Gastbeitrag
Streitkräfte und Strategien - NDR info
27. Juni 2015


Aufrüstung wider Willen?
NATO setzt auf militärische Entschlossenheit

Andreas Flocken


Das Bündnis versucht, gegenüber Russland einmal mehr militärische Entschlossenheit zu zeigen Die NATO-Response Force, also der Eingreifverband der Allianz, soll künftig auf bis zu 40.000 Soldaten aufgestockt werden. Außerdem gelobten die Verteidigungsminister, wie bereits auf dem NATO-Gipfel im vergangenen Jahr, ihre Verteidigungsausgaben kräftig zu erhöhen. NATO-Generalsekretär Stoltenberg wies aber trotzdem alle Befürchtungen zurück, die Allianz lasse sich in einen Rüstungswettlauf hineinziehen:

O-Ton Stoltenberg
„We will not be dragged into an arms race, but we must keep our countries safe.” 

Die NATO lässt also die Muskeln spielen. Und die USA, die sich eigentlich dem Pazifik zuwenden wollten, spielen hierbei eine Schlüsselrolle. Die neue Schnelle Eingreiftruppe, die sogenannte Speerspitze,  soll von  Washington vor allem logistisch massiv unterstützt werden. Außerdem kündigte der neue Pentagonchef Ashton Carter an,  Waffen und Gerät für rund 5.000 US-Soldaten in den osteuropäischen NATO-Staaten zu stationieren. Und Carter bekräftigte, dass es in Europa allein in dieser Woche 20 Manöver der US-Streitkräfte gege-ben habe:

O-Ton Carter
„We will take a new, strong, and balanced strategic approach. …Just this week, just this week there are 20 named exercises of U.S. forces in Europe. Just this week.”
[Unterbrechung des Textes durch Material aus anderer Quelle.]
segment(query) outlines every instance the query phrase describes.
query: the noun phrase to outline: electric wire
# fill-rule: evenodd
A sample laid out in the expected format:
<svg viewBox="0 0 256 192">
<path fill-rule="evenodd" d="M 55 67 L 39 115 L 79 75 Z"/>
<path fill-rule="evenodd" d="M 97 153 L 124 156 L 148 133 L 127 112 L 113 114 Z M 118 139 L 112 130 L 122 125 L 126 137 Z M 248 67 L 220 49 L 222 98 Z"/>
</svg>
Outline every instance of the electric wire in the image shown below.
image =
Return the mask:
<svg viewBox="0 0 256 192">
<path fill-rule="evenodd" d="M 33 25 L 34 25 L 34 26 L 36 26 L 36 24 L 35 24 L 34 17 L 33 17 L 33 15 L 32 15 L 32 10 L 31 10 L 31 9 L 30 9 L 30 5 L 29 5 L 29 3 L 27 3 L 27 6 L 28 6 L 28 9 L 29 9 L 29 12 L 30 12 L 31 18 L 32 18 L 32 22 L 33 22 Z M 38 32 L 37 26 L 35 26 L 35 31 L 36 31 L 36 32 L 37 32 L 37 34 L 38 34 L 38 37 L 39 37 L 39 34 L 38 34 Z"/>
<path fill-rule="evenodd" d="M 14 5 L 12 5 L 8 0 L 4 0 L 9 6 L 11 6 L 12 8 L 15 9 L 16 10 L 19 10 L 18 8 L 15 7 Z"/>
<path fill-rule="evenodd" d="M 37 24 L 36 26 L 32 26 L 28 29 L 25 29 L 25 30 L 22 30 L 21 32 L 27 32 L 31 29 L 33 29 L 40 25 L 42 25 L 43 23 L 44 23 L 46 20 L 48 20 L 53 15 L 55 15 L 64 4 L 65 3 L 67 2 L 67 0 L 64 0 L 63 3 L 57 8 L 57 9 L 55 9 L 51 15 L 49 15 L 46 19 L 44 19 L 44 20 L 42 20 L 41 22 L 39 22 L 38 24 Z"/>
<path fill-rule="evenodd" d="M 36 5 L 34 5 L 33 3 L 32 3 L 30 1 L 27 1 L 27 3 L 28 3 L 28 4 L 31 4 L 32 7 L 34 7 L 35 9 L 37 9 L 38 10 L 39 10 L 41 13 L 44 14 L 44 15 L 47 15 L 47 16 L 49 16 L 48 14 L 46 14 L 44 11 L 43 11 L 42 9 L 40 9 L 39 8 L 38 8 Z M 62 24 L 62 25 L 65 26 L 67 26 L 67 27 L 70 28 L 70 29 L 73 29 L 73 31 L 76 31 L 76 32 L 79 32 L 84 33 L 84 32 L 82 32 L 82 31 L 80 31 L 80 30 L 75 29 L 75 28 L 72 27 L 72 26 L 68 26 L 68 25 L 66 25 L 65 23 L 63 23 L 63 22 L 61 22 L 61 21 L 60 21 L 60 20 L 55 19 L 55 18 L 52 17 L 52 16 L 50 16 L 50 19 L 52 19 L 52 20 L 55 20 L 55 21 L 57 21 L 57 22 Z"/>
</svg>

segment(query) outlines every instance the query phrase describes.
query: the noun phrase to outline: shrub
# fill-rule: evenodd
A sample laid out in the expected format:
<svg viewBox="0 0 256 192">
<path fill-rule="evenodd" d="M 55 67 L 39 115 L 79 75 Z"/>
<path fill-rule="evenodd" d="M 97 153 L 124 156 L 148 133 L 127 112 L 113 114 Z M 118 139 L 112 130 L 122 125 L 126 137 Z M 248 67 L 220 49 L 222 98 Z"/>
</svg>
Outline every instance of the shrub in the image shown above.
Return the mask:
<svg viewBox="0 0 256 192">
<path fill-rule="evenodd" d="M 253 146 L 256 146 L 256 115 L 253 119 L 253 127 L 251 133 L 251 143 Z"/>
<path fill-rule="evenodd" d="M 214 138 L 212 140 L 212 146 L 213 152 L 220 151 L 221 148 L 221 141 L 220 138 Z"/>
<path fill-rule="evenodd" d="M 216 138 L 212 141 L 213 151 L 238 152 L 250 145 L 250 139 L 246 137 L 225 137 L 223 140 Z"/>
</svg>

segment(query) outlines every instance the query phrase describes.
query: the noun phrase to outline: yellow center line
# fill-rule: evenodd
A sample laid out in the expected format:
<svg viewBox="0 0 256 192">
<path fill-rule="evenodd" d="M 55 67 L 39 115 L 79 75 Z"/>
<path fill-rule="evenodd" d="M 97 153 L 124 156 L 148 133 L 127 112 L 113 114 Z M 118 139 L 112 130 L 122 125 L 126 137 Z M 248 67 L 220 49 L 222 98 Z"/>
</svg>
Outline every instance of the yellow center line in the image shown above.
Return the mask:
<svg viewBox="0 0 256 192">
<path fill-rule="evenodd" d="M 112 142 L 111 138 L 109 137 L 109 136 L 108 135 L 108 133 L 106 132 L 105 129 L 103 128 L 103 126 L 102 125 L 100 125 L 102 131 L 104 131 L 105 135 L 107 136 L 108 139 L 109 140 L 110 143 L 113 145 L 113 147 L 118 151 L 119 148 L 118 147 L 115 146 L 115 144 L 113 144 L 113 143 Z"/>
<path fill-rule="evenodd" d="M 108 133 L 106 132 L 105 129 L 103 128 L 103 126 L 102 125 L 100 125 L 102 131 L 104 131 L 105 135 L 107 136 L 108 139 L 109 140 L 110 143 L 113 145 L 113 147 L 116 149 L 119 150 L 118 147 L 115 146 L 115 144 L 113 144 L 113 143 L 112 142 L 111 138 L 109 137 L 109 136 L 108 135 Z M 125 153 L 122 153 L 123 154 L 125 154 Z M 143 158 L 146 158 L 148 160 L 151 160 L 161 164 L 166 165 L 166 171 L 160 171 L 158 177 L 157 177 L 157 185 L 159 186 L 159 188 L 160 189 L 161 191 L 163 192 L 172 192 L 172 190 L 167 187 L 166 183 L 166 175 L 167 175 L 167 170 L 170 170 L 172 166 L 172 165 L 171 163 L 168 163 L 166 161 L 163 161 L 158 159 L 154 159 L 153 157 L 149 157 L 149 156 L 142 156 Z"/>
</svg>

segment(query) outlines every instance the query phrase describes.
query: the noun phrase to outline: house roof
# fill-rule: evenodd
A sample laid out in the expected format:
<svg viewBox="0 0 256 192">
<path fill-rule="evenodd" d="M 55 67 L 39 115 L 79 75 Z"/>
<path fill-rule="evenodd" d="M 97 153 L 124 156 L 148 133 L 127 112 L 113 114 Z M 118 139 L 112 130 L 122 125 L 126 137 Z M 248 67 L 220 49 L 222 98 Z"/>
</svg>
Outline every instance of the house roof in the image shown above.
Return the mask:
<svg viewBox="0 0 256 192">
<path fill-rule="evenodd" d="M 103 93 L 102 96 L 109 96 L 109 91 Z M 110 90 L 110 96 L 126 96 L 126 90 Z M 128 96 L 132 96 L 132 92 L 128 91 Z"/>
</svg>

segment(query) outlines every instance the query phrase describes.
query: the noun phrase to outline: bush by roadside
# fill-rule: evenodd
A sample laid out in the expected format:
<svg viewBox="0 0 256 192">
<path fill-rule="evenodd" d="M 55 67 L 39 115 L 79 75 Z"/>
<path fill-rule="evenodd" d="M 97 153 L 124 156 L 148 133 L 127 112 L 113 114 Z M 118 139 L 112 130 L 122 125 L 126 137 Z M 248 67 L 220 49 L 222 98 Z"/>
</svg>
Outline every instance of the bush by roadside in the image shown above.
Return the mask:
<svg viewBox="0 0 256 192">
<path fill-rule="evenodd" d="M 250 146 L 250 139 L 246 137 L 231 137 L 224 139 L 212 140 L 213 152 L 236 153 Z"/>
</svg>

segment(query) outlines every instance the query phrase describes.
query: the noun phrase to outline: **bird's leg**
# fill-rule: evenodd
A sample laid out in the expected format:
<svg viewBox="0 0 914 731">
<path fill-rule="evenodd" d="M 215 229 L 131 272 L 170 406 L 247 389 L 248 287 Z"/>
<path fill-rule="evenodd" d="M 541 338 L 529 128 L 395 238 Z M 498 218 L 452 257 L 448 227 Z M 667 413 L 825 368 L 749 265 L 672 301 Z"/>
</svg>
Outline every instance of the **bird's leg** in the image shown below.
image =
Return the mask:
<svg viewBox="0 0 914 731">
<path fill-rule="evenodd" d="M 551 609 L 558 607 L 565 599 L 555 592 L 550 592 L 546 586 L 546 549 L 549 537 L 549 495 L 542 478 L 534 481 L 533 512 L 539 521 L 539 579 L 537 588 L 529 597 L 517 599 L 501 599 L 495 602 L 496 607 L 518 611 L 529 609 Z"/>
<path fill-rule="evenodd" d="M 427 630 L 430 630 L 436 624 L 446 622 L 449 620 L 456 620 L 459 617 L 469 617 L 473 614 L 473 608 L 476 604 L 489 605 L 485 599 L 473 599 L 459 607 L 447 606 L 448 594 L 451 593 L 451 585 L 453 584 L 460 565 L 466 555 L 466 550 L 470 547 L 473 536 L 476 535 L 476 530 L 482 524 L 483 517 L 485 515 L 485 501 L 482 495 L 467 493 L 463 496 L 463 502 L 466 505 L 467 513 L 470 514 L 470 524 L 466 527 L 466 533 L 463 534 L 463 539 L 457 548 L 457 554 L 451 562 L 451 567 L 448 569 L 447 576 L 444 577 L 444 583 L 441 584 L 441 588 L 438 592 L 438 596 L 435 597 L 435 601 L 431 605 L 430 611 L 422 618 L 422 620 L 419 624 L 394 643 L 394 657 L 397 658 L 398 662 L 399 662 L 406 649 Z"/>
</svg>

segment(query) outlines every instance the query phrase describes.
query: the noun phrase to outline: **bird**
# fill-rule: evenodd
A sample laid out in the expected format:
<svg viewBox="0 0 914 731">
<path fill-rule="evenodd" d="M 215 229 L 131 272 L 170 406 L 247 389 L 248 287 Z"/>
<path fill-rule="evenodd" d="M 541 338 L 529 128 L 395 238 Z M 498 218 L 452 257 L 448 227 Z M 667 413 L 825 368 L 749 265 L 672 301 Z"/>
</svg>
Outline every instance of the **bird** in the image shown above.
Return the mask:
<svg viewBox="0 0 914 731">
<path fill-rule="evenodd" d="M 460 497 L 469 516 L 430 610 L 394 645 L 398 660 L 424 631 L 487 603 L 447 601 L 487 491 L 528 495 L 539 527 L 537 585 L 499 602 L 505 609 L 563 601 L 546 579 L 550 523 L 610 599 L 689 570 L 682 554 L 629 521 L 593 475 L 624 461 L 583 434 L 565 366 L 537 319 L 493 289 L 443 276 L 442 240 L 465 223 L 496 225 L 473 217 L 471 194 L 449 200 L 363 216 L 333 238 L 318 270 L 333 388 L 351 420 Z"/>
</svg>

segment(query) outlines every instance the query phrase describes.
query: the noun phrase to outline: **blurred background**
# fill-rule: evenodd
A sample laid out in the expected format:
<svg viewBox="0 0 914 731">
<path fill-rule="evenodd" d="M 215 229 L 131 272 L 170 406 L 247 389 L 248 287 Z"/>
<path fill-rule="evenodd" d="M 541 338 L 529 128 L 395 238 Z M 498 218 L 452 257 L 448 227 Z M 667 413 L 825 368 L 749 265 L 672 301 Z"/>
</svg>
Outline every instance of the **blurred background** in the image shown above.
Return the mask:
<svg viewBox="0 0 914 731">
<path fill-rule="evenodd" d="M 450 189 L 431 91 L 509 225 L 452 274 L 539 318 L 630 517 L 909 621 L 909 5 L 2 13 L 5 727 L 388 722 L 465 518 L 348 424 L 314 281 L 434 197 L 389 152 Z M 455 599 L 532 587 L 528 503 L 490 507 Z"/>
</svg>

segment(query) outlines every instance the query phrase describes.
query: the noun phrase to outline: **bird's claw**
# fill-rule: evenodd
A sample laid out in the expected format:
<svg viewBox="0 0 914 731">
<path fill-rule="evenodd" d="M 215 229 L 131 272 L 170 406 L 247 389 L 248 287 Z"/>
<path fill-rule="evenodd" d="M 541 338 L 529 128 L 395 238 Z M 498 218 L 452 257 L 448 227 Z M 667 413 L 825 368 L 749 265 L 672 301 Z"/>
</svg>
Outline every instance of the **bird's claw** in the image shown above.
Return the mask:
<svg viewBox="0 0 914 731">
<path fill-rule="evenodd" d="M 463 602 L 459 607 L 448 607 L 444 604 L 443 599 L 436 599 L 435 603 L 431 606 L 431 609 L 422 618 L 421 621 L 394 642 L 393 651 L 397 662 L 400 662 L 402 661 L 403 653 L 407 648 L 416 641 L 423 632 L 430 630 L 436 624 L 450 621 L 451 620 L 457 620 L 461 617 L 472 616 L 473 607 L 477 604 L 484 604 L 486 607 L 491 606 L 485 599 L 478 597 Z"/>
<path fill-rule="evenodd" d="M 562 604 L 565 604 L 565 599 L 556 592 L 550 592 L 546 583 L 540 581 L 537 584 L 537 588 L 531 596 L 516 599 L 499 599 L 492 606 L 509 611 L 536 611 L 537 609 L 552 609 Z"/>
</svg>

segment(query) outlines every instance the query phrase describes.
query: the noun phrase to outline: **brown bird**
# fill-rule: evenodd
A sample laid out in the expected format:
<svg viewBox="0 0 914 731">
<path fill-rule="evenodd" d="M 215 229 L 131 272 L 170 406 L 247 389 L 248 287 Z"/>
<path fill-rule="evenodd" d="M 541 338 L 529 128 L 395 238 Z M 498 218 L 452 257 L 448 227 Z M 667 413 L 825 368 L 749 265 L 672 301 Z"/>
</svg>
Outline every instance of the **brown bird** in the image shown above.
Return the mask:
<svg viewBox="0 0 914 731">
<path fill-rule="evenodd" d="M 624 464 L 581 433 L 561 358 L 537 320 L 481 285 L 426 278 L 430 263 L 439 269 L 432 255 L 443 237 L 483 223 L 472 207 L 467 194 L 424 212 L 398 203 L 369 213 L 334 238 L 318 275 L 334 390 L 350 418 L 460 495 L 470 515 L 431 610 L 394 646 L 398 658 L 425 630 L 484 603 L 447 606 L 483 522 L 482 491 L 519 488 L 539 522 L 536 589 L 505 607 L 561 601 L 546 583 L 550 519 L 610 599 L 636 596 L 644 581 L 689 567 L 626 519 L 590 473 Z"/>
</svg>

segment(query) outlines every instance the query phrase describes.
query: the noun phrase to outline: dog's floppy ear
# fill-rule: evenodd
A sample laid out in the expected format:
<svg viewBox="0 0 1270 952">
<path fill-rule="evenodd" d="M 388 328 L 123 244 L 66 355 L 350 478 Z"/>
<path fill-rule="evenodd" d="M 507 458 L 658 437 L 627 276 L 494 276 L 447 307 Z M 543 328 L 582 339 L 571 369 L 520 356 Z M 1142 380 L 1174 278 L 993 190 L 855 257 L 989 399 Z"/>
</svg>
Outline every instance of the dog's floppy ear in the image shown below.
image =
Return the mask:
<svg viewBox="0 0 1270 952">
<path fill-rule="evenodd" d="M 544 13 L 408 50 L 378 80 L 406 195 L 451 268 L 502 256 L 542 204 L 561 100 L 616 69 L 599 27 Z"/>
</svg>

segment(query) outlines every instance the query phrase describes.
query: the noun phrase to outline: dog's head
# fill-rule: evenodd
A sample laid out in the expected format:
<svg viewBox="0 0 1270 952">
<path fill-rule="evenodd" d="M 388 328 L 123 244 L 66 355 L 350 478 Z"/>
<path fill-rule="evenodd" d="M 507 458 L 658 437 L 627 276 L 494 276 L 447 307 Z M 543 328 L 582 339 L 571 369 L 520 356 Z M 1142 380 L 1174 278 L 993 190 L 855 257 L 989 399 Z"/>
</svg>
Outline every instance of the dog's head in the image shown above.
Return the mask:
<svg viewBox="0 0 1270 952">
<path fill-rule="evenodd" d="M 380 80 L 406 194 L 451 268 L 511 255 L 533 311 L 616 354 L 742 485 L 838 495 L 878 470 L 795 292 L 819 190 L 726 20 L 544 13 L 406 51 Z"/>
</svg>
Offiziell alles eine Reaktion auf die russischen Aktivitäten im Zusammenhang mit dem Ukraine-Konflikt. Aber  natürlich wird auch Moskau auf den Aufbau der NATO-Infrastruktur in Osteuropa reagieren. Wegen der eigenen konventionellen Unterlegenheit setzt Russland schon jetzt bei  Militär-Übungen verstärkt auf Atomwaffen. Aktion, Reaktion – dieses Muster ist zurzeit zwischen Russland und der NATO zu beobachten. Der frühere Vorsitzende des NATO-Militärausschusses, der ehemalige Vier-Sterne-General Harald Kujat, ist besorgt: 

O-Ton Kujat
„Wenn wir die Spirale die Eskalationspirale immer weiter drehen, und dann auch immer stärker auf militärische Maßnahmen setzen, dann ist das ein Weg, der in die Irre führt."

Ein Weg, der auch zur Stationierung von US-Atomwaffen in den osteuropäischen NATO-Ländern führen könnte. Das aber wäre eine ganz neue Qualität und würde den Konflikt noch weiter anheizen.


 

Andreas Flocken ist Redakteur für die Hörfunk-Sendung "Streitkräfte und Strategien" bei NDRinfo.